There is no paradox of tolerance

It is an agreement between two people. The two people agree to tolerate the other person. It is a peace treaty.

When one side breaks the peace treaty, then the treaty is broken and the other side is not required to keep following it.

So, if someone spreads hate towards you, you are not required to accept that hatred. You are entitled to keep your life peaceful. You have a right to life.

Anonymous 0 Comments

As an aside to all the other answers here, an important thing to consider is that in this discussion you’re often trying to make sense of the behaviour of people acting in bad faith, which complicates trying to logically understand the situation. My favourite way of understanding this is a john paul sarte quote about anti-semitism:

>“Never believe that anti-Semites are completely unaware of the absurdity of their replies. They know that their remarks are frivolous, open to challenge. But they are amusing themselves, for it is their adversary who is obliged to use words responsibly, since he believes in words. The anti-Semites have the right to play. They even like to play with discourse for, by giving ridiculous reasons, they discredit the seriousness of their interlocutors. They delight in acting in bad faith, since they seek not to persuade by sound argument but to intimidate and disconcert. If you press them too closely, they will abruptly fall silent, loftily indicating by some phrase that the time for argument is past.”

-Jean-Paul Sartre

Anonymous 0 Comments

Bob likes the color yellow.

Jane hates the color yellow and anyone who likes it. She calls them dumb.

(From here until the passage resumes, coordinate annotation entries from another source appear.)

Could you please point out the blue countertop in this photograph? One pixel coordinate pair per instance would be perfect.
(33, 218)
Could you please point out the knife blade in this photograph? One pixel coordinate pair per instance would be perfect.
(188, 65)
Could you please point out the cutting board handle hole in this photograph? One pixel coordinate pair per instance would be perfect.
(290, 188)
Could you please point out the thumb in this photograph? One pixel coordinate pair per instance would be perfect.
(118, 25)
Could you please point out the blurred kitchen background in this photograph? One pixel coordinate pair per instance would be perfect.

Jane called Bob dumb, and he told her to stop.

So, Jane being more tolerant would mean she stops calling people dumb for liking yellow.

Bob being more tolerant would mean not complaining when Jane call people dumb.

If both people act more tolerantly, then things are okay.

But if Bob tries to tolerate Jane, but Jane doesn’t try to tolerate Bob, then that means she keeps calling Bob names and Bob pats himself on the back for not complaining.

In other words, Jane gets to continue behaving badly without confrontation.

Like everything, context matters. Tolerance is good. Tolerating intolerance lets bullies get away with being bad.